= Rebecca Gisler =

Swiss writer

Rebecca Gisler (born 1991) is a Swiss author and translator. Her first novel, D'oncle, was published in French and translated into German by Gisler. It won the Swiss Literature Prize in 2022. An English translation was published in 2024.

== Life and work ==
Gisler was born in Zürich and studied at the Swiss Literature Institute in Biel and at the University of Paris 8, where she earned a Master's degree in creative writing. A multilingual author, she writes both prose and poetry. Although she grew up in Zurich, Gisler usually writes in French, which she describes as her mother tongue, as her family only spoke French at home. She also initially wrote her debut novel D'oncle in French. While she was still working on the first draft, she first translated a passage and then the entire novel into German herself. The translation work sometimes felt like she was writing the text a second time, she says.

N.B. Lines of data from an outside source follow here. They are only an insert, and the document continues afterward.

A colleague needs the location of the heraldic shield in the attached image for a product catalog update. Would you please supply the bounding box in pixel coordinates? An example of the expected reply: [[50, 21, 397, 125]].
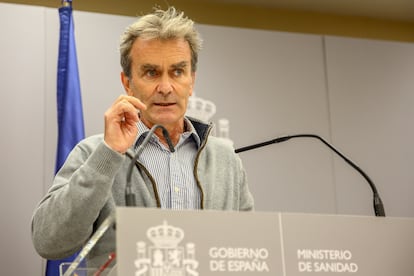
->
[[135, 221, 198, 276]]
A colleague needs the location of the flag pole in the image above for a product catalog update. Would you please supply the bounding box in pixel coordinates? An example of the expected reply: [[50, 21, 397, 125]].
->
[[62, 0, 72, 7]]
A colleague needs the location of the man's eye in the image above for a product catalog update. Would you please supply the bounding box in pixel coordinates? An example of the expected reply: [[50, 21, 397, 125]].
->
[[145, 70, 157, 77], [174, 69, 184, 77]]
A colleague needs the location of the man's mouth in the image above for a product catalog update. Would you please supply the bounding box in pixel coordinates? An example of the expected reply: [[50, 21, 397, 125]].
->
[[154, 103, 175, 106]]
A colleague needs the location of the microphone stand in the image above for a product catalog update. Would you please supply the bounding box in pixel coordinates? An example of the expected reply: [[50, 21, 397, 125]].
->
[[235, 134, 385, 217]]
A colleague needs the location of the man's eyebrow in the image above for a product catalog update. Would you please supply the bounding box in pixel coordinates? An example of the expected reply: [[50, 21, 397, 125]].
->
[[171, 61, 188, 69], [140, 63, 159, 71]]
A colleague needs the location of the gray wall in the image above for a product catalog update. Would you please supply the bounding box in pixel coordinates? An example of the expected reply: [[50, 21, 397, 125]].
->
[[0, 3, 414, 275]]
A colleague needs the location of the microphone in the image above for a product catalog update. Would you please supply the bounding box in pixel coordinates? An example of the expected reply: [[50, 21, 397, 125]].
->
[[125, 125, 175, 206], [63, 212, 115, 276], [235, 134, 385, 217]]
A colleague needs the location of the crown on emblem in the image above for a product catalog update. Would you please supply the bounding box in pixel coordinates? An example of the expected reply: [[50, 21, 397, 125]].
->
[[147, 221, 184, 248]]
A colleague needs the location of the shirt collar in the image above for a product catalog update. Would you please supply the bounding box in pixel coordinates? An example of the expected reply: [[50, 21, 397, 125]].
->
[[134, 117, 201, 149]]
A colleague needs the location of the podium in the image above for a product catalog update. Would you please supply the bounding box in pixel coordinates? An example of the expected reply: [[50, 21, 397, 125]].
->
[[116, 207, 414, 276]]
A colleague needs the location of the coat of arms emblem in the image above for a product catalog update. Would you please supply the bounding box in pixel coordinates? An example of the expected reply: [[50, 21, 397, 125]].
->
[[135, 221, 198, 276]]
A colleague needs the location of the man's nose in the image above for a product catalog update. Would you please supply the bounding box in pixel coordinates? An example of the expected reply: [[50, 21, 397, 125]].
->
[[157, 74, 173, 94]]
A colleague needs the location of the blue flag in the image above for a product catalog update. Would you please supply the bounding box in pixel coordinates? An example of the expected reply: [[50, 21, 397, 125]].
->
[[46, 1, 85, 276]]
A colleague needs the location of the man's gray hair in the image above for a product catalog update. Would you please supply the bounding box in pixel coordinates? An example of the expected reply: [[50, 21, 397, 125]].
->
[[119, 7, 202, 77]]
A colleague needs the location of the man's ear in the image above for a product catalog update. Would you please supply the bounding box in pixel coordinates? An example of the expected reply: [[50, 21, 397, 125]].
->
[[190, 72, 195, 96], [121, 71, 132, 96]]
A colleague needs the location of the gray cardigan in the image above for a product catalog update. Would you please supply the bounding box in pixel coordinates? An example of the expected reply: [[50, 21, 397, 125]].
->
[[32, 120, 253, 267]]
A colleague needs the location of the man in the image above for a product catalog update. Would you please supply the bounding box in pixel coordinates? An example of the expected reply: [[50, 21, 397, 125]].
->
[[32, 7, 253, 267]]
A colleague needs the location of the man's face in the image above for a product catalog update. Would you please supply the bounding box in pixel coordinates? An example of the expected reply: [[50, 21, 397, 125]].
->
[[122, 38, 195, 128]]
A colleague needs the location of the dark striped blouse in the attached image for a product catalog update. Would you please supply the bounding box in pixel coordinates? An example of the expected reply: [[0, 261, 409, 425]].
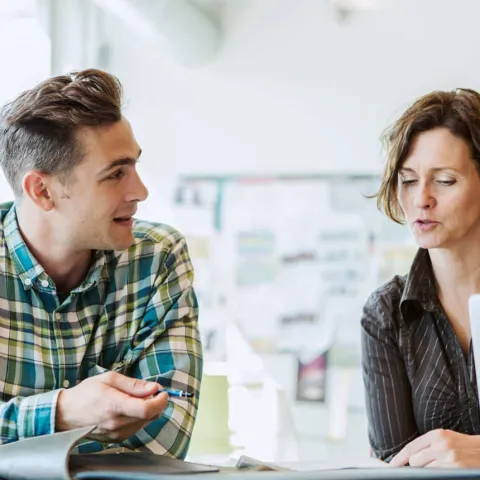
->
[[362, 249, 480, 460]]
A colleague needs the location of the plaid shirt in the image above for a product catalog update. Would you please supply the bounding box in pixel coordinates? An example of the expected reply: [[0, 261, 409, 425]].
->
[[0, 203, 202, 458]]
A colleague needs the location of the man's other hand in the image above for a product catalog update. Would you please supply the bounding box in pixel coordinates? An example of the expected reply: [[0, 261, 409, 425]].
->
[[55, 372, 168, 442]]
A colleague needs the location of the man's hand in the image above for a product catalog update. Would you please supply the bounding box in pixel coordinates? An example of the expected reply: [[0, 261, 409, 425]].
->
[[390, 430, 480, 468], [55, 372, 168, 442]]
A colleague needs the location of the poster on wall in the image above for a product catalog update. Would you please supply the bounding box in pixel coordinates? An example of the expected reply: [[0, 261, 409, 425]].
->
[[297, 351, 328, 403]]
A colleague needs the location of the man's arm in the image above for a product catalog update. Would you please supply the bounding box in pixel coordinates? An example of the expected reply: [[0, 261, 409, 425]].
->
[[0, 390, 61, 444], [79, 237, 203, 458], [362, 293, 418, 461]]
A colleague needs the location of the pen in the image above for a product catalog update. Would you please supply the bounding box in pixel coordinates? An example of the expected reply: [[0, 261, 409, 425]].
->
[[157, 388, 193, 398]]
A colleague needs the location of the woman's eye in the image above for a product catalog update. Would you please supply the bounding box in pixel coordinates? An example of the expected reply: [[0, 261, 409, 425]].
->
[[108, 170, 124, 180], [437, 180, 455, 187]]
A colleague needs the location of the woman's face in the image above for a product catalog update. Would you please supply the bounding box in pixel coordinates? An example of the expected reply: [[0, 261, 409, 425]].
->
[[398, 128, 480, 248]]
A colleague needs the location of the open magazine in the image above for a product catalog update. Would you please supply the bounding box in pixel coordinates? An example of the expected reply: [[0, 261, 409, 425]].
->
[[0, 427, 219, 480]]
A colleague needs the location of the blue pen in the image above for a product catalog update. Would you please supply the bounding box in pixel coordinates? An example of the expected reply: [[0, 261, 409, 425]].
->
[[157, 388, 193, 398]]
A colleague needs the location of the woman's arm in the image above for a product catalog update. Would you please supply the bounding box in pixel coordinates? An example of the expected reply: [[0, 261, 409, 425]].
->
[[361, 289, 418, 461]]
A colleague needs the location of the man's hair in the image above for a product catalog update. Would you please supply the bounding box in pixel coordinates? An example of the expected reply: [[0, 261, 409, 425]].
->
[[0, 69, 122, 199], [375, 88, 480, 223]]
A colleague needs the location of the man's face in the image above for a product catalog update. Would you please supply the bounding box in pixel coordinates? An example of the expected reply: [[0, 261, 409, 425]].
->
[[52, 118, 148, 250]]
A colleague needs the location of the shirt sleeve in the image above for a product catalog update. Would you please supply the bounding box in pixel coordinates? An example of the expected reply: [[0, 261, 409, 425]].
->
[[122, 237, 203, 459], [0, 390, 61, 444], [361, 292, 418, 461]]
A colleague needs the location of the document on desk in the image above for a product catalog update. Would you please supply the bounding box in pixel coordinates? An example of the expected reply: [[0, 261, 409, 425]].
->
[[0, 427, 219, 480], [236, 455, 389, 472]]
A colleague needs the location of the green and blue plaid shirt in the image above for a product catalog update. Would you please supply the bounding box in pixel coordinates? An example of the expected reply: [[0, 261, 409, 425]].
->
[[0, 203, 202, 458]]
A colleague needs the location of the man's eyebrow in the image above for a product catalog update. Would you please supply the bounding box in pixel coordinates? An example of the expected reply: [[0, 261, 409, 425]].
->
[[97, 150, 142, 177]]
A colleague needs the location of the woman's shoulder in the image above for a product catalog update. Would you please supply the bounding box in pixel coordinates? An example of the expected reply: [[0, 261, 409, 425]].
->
[[362, 275, 407, 327]]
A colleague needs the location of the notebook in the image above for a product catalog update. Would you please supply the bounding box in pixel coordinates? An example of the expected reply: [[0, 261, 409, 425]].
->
[[0, 427, 219, 480]]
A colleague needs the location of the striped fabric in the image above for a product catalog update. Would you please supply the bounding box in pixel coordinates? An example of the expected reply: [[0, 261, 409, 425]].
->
[[0, 203, 202, 458], [361, 249, 480, 460]]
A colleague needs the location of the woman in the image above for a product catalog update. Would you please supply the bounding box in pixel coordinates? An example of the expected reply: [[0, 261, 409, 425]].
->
[[362, 89, 480, 468]]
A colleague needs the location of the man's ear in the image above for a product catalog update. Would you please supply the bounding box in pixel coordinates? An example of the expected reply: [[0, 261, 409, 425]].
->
[[22, 170, 55, 212]]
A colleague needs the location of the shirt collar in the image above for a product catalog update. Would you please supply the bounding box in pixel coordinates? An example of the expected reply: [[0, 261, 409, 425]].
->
[[400, 248, 439, 320], [3, 204, 108, 293]]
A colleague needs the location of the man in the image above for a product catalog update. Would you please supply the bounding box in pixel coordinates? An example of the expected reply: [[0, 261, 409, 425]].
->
[[0, 70, 202, 458]]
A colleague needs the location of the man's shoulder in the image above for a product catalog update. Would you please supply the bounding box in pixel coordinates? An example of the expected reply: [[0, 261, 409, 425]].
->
[[133, 220, 185, 251], [0, 202, 13, 225]]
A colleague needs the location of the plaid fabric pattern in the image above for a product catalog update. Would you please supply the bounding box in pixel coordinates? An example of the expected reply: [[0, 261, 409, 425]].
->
[[0, 203, 203, 458]]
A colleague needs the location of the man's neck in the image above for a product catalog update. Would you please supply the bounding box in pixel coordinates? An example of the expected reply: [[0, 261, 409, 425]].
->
[[17, 209, 93, 294]]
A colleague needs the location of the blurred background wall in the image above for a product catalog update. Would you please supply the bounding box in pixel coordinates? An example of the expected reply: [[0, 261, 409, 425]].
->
[[0, 0, 480, 462]]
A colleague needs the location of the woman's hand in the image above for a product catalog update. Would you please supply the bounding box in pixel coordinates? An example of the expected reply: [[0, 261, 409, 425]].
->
[[390, 429, 480, 468]]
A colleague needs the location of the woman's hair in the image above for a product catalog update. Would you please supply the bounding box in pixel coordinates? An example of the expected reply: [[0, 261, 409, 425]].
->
[[375, 88, 480, 223], [0, 69, 122, 199]]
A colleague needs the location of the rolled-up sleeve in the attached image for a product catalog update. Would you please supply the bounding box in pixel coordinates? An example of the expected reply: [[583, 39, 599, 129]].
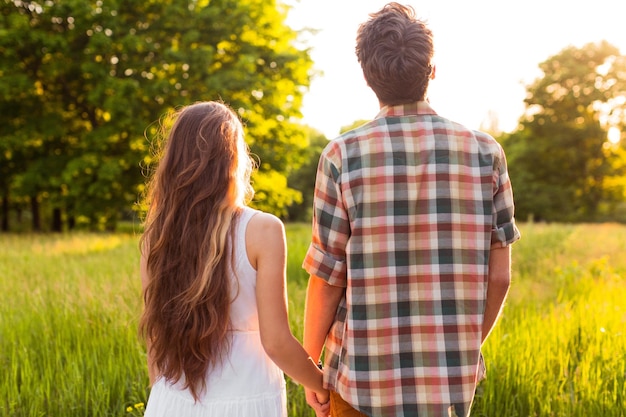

== D'oncle / From Uncle ==
Gisler's debut novel is about an uncle, his house in Brittany, and the visit of his niece and nephew. The novel is told from the niece's perspective; she observes the uncle and circles around him, describing his character and actions and exploring his idiosyncrasies.

The book has been widely praised in the press. Reviewer Roman Bucheli wrote in the NZZ that the bizarre stories in Gisler's debut novel seem to conceal a trauma. "Only gradually does one realize that a second melody resonates in the hilarity, albeit in a minor key, and that every room in this uncle's house has a false floor."

D'oncle was extensively reviewed in the francophone media, from Libération to Le Temps. It was also nominated for several literary prizes, and in 2022 won the Swiss Literature Prize awarded by the Federal Office of Culture.

D'oncle was published in English translation as About Uncle by Peirene Press in 2024, translated from the French by Jordan Stump.